A model of the 45S5 BG structure. Na and Ca ions are removed for better clarity (Reprinted with permission from Ref 2. Copyright 2013 Elsevier).

An important parameter for prediction of the bioactivity of a glass is the network connectivity N_c, the mean number of bridging bonds per silicon atom. Glasses with N-values greater than 2.6 are not likely to be bioactive because of their resistance to dissolution.¹⁷ In sol-gel glasses, N_c is generally lower than that calculated from the nominal composition, due to the presence of hydroxyl groups in their composition.² Though the drying process removes most of the −OH groups causing further formation of O–Si–O bonds, some remain entrapped in the network reducing its connectivity.

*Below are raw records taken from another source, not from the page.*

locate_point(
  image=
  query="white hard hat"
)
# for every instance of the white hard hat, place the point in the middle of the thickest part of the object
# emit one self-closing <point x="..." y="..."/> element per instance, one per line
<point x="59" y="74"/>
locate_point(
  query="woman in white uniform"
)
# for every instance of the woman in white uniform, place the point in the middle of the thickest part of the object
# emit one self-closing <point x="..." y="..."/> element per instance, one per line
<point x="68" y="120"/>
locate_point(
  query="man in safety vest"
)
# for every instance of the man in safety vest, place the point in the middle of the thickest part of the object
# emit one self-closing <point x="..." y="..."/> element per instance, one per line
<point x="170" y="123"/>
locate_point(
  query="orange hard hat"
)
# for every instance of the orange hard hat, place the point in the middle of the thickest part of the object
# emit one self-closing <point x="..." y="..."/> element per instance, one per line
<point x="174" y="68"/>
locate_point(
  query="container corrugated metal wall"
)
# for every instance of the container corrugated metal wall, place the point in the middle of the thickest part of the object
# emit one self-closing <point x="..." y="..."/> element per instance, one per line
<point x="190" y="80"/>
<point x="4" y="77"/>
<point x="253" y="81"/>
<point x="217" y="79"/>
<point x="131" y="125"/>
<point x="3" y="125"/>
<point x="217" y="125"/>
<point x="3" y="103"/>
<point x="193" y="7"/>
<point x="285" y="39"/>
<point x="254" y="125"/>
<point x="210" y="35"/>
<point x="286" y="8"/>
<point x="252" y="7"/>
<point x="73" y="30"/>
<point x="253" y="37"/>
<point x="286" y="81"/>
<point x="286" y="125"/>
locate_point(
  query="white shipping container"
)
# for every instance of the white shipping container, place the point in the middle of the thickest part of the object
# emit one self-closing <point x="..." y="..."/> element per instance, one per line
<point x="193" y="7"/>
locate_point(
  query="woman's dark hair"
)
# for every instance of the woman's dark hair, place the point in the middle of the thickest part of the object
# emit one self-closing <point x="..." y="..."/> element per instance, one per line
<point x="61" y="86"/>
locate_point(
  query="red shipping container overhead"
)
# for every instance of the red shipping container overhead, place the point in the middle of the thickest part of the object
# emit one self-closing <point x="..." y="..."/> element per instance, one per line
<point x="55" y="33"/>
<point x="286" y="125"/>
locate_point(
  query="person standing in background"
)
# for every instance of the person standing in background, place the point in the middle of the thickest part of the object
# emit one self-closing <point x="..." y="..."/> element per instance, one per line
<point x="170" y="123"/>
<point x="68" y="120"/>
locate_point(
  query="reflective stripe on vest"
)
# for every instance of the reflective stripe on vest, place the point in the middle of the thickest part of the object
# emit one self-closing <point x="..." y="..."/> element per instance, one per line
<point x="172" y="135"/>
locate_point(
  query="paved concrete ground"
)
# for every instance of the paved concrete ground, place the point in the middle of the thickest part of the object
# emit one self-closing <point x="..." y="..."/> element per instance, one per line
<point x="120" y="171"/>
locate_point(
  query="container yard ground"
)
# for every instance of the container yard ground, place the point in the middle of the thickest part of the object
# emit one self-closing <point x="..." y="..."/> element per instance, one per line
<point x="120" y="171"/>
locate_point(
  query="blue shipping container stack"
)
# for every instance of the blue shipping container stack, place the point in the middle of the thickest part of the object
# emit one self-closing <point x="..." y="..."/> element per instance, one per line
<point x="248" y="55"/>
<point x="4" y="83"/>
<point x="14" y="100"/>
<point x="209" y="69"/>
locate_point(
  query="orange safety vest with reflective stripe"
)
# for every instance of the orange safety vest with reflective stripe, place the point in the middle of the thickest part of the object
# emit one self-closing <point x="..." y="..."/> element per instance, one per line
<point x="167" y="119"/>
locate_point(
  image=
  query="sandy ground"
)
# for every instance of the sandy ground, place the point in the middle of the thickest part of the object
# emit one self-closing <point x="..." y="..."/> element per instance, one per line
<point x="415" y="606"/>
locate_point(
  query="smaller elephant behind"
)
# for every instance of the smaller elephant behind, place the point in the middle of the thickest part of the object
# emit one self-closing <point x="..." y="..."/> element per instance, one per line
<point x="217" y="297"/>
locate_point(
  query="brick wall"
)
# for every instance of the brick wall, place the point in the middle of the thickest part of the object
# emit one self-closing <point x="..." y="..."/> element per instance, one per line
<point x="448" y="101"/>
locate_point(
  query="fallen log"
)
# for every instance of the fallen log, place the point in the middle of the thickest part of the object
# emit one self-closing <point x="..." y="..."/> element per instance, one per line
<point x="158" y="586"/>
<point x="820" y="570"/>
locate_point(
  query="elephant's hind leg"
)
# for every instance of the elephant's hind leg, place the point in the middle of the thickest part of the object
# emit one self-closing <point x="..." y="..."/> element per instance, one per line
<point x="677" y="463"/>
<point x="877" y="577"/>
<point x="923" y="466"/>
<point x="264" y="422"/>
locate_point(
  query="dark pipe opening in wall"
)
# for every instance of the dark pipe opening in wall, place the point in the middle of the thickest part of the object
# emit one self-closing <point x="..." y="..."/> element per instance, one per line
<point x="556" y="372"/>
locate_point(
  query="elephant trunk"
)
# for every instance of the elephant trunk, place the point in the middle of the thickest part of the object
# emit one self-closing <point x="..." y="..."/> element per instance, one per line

BG bioactivity: HCA formation

BG capability to bind bone is attributed to the formation of an HCA layer able to interact in a strong way with collagen fibrils of damaged bone; adsorb protein; incorporate collagen molecules; and induce osteoblast attachment and differentiation.¹⁸ The HCA layer is formed as a result of several reactions occurring on the BG surface in the following sequence:¹⁹ 1) an increase of pH following a rapid ion exchange between the network-modifying cations and H⁺ from the solution, which leads to hydrolysis of the silica groups and the creation of silanol (Si-OH) groups; 2) this increase in pH provokes the attack on the SiO₂ glass network by OH⁻, breaking Si–O–Si bonds; 3) condensation and polymerization of an amorphous 1–2 μm SiO₂ layer without Na⁺ and Ca²⁺; 4) further dissolution of the glass and migration of Ca²⁺ and (PO₄)³⁻ to the amorphous SiO₂ layer to create an amorphous calcium phosphate (ACP) layer; 5) as the glass continues to dissolve, the ACP layer integrates (OH)⁻ and (CO₃)²⁻ from the solution and crystallizes as an HCA layer.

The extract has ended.